Et si l’« Olivier » était un homme,
ne serait-il pas le meilleur d’entre nous ?
Et si jeune silhouette au tronc filiforme,
vieillie alors tortueuse, était-ce vous ?
Arbre de vie symbole de liberté,
Épris de Lumière, résilient à merveille,
En ton cœur respire la fraternité,
Un idéal de paix auquel tout sage veille.
Bénie et coriace, ta verdoyante ramure,
Accueille joie et peine dans son armure,
À l’aube, au crépuscule, à la bonne heure !

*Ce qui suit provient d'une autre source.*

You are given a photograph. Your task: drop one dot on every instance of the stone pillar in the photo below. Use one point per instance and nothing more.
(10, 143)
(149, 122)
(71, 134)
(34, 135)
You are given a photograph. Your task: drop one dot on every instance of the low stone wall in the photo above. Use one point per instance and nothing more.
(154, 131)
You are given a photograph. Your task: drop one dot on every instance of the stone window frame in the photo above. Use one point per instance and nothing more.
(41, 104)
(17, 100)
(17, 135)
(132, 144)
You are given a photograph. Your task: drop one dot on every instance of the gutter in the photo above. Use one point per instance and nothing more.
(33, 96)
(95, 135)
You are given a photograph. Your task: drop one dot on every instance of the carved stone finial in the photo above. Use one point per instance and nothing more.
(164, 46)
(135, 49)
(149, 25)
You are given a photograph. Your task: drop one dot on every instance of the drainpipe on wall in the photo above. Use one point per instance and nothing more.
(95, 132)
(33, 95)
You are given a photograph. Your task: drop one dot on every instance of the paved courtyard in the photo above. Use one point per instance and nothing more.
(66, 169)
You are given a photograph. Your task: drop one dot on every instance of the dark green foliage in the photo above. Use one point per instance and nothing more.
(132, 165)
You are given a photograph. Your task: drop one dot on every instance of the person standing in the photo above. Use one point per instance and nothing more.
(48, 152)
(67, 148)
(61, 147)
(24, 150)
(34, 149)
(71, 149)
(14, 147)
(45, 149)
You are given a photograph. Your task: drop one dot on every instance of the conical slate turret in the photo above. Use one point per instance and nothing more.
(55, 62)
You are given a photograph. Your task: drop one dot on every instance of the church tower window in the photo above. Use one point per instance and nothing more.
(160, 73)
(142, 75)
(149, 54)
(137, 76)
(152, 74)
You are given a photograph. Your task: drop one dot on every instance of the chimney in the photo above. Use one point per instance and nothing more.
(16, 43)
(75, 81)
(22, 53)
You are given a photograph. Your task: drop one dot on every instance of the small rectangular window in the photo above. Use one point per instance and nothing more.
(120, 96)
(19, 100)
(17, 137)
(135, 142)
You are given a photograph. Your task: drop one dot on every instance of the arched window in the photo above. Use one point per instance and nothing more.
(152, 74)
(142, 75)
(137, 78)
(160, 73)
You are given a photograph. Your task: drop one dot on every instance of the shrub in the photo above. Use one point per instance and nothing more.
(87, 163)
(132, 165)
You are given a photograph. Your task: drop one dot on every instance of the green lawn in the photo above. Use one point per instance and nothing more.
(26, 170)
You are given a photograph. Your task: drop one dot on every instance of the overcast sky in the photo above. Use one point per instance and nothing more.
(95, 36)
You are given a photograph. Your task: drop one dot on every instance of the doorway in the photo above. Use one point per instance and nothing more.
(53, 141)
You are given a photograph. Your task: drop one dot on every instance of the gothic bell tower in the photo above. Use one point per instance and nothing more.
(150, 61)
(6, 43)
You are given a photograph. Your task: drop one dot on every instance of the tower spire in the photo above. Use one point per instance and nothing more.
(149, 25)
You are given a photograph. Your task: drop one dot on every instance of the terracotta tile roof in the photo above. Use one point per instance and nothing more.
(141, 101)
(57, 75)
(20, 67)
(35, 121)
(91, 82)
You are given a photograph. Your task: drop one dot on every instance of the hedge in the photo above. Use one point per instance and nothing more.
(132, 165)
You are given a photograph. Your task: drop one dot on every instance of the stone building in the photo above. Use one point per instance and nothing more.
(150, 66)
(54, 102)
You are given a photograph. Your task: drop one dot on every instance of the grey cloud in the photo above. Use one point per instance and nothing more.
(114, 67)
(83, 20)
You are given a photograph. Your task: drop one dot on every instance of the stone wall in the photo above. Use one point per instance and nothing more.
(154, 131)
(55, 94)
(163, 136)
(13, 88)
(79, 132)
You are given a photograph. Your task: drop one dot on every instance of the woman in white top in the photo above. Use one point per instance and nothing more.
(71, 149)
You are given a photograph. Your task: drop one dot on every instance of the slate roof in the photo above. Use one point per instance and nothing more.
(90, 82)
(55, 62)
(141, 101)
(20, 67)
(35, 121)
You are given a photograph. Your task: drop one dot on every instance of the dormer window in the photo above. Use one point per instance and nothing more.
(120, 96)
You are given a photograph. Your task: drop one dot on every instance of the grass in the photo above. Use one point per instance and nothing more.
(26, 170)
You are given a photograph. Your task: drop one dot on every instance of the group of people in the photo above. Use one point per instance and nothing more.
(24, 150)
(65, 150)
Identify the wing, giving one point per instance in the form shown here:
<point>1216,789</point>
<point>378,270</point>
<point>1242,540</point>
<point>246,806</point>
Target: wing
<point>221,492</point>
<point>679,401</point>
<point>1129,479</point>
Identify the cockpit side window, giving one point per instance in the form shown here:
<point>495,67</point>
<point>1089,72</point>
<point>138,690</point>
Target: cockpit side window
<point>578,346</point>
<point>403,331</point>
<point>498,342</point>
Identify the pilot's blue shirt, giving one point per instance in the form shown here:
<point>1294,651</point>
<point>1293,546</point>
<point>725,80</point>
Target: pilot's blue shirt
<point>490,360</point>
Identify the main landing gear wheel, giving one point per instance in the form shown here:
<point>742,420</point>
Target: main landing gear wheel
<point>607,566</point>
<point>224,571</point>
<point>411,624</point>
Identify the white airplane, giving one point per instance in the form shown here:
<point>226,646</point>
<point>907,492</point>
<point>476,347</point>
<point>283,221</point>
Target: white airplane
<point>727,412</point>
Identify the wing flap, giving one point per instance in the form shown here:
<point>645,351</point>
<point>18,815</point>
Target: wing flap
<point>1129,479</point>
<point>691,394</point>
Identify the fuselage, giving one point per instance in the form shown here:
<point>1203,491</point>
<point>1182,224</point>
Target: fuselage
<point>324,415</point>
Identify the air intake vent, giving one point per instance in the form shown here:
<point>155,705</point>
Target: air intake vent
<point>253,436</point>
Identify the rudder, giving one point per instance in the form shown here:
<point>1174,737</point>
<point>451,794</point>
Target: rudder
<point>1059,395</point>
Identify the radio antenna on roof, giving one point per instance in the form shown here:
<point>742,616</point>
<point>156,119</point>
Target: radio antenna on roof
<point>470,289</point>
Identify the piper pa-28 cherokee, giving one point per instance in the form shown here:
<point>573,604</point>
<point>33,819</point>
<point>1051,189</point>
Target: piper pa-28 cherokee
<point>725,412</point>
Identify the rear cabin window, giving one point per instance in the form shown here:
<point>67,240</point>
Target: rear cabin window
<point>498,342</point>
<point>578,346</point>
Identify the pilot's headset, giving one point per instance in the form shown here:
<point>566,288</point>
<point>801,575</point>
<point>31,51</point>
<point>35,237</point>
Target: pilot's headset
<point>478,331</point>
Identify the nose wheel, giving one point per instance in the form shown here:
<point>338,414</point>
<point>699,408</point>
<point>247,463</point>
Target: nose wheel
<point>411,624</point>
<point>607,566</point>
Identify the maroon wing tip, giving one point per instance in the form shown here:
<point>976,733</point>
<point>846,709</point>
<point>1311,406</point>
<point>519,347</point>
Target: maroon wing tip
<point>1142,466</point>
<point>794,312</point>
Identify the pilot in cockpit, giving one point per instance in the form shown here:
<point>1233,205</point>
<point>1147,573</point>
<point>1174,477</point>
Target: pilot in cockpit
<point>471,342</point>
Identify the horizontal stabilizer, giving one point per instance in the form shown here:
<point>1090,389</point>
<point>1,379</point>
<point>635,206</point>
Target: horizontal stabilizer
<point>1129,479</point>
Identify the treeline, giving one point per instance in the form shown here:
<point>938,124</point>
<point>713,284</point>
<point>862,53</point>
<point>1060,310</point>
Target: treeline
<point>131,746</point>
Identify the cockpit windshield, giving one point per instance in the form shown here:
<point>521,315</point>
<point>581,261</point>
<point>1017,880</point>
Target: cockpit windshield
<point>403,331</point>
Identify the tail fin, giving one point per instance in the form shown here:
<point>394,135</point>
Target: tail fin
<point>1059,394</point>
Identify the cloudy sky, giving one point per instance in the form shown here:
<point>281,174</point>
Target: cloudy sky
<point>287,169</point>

Même envahi par l’incandescente flamme,
Même entaillé par la perfide lame,
Ton âme, elle, pour l’éternité demeure.
Thibaut Keutchayan
LA NORMANDIE
Par une claire matinée de mai
Que la pluie a épargnée
On va de Vernon à Pacy
Apprendre la Normandie
Par une petite route dans la forêt
Qui serpente entre arbres et prairies
Des haies touffues et fleuries
Le soleil danse dans les feuillées
Sur tous ces verts en harmonie
Le ciel bleu et blanc nous sourit
On ne peut qu’être ébloui
Dans un bruit d’ailes froissées
S’envole un oiseau effarouché
On entend des pépiements dans les fourrés
On laisse passer le temps
On écoute le silence apaisant
Puis on retrouve Vernon
La Seine qui nous attend
Les bateaux amarrés aux pontons
Les cygnes, les canards, le vent léger
Les allées aux arbres si bien taillés
Tous en parade alignés
Tout nous incite à musarder
En se récitant quelques vers de Lucie
La poétesse qui glorifiait la Normandie
Herbagère, éclatante et mouillée
Qu’on est en train d’apprendre à aimer.